When you have people inside and outside your home putting you “in your place,” that can directly impact your self-worth. It can give the ugly green monster in your head all the fuel it needs to tear you down and make you feel like 💩.
But just like the mindset shift above, you can choose to see your self-worth differently. You can decide to step into your power and believe in yourself and your abilities to reach your goals.
If you are ready to overcome your demons, then it’s time to change the narrative.
First, identify the limiting beliefs you have around accomplishing your goals. Write them down… go ahead. I’ll wait…
Now, where did these little devils come from? Write those down too. Keeping a record of these is good because you’ll want to revisit them when your old narrative eventually starts poking around your mind.
Now, rewrite those beliefs to ones more aligned with your goals. Pro tip: Write them in the present tense.” I am,” not “I will,” or ”I’m gonna.”
Repeat these affirmations as needed. Post them on your walk. Make a vision board with your affirmations all around pictures of the future vision of your life. Write them down or say them out loud or to yourself in the mirror daily.
With consistency, the old belief will be crowded out by the new ones, and your power will be taken back. Ready to be used as a force for good!
Adopt a Growth Mindset
You know how I feel about a growth mindset. If you don’t, here’s last week’s blog post, where I discuss it.
In a nutshell, a growth mindset is a new way of viewing challenges and setbacks.
You can be on top of the world and feel like you have this mindset thing licked, and then a setback happens. Your imposter syndrome and old beliefs see an opportunity to step into the spotlight again and will come rearing their ugly heads again.
This is where the notes from the above section and a growth mindset come in handy. Rooted in abundance and confidence, a growth mindset says, “well, this sucks, but I can learn and grow from it.” You start to see the opportunities instead of the obstacles.
Setback: Lost a client.
Fixed/Scarcity Mindset: I must suck at what I do. I’m just lucky anyone wants to work with me at all, I guess. Maybe I should go back to my old job. Maybe this entrepreneur stuff isn’t for me.
Growth Mindset: What could I have done better? Was this really a loss, or did I gain an opening for someone more aligned with me?
Fixed/Scarcity Mindset: I’m unloveable. I will never find someone to love me the way I want. Maybe I’m too picky. Maybe I’m a bad partner…

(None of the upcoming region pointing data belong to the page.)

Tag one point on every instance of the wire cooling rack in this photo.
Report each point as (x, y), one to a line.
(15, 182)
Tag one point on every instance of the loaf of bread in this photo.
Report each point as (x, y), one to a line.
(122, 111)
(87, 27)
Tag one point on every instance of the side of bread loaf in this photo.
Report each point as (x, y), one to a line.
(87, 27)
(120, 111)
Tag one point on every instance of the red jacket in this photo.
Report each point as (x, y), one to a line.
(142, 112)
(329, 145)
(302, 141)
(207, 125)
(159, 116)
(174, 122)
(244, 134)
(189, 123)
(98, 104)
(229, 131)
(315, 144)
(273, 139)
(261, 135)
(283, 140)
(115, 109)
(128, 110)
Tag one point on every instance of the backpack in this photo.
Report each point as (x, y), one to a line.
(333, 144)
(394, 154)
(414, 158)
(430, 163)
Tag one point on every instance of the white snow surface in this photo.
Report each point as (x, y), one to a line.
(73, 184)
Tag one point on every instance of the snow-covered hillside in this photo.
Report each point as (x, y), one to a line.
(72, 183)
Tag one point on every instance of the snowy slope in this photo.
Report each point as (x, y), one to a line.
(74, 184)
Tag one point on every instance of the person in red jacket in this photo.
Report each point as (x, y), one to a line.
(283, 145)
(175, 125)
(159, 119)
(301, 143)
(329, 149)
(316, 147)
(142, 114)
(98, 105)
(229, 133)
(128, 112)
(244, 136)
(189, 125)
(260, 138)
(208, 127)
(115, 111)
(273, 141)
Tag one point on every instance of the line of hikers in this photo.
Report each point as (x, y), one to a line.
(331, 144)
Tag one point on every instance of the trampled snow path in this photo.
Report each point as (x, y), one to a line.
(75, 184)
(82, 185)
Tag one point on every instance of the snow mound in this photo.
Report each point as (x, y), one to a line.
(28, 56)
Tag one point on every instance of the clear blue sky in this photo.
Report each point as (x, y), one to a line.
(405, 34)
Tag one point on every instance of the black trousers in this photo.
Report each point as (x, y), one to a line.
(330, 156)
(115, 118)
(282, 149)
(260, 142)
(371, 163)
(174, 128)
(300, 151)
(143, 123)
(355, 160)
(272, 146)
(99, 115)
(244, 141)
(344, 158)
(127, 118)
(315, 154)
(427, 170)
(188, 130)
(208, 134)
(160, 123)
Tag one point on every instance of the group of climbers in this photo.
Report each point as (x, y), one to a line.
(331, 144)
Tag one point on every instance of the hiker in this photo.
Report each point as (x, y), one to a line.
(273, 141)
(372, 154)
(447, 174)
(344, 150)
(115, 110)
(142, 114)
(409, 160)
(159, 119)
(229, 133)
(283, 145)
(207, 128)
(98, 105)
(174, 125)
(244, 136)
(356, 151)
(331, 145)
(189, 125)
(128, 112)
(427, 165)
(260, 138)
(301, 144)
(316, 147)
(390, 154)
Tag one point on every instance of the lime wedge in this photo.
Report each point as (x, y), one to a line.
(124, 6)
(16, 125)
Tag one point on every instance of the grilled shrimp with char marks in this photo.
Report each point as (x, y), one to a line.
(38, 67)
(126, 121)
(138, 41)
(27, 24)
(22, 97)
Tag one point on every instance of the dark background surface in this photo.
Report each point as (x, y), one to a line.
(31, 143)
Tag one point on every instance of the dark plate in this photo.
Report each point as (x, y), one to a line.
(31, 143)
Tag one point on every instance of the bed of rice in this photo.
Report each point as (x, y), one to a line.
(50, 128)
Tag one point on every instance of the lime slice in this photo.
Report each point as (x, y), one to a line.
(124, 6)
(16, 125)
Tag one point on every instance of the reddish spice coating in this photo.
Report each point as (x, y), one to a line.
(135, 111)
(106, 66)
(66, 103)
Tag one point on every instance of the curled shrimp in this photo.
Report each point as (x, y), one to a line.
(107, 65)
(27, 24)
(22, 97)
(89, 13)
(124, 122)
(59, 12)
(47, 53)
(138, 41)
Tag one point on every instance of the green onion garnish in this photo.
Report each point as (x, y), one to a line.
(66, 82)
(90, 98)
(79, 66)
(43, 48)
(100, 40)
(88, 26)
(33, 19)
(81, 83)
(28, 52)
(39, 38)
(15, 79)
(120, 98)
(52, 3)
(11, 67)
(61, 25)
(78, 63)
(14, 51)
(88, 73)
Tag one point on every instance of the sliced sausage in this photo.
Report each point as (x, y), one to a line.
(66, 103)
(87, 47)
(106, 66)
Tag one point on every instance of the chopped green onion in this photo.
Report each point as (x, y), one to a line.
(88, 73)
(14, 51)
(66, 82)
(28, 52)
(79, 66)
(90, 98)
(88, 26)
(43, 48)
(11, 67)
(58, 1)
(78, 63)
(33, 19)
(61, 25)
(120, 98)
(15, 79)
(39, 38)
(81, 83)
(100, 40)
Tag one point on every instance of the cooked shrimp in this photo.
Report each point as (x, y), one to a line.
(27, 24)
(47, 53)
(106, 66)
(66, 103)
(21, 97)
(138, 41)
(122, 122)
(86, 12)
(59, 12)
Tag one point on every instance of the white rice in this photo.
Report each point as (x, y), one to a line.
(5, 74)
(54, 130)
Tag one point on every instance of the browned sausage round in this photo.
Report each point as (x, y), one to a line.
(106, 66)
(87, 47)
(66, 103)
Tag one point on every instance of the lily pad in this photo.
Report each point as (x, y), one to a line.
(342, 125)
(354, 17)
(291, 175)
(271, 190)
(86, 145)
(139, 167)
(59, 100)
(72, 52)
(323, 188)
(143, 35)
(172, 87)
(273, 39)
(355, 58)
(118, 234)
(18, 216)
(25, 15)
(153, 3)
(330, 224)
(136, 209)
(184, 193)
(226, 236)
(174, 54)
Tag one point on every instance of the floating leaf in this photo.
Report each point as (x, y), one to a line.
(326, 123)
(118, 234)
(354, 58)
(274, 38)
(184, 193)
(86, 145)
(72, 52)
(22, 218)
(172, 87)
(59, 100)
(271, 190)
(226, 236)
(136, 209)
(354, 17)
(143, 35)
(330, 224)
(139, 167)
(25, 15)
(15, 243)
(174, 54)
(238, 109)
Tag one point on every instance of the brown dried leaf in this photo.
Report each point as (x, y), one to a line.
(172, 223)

Growth Mindset: What are the things I could improve in myself? What are the things I am going to look for in a partner from now on? I learned…
See how that works? You’re not negating your mistakes. You see them as an opportunity for growth and a stepping stone on your path to your goal. It’s not limiting, and it’s not as mean.
Bonus tip: Start talking to yourself like you would talk to someone you dearly love, like your child or best friend. Start believing in yourself as much as JVN believes in you.
I hope this was helpful. It’s time to get over the ugly green monster in your head and become the person you were always meant to be. Be the rebel! Break free from the grey path of normalcy and start walking the rainbow path of possibilities.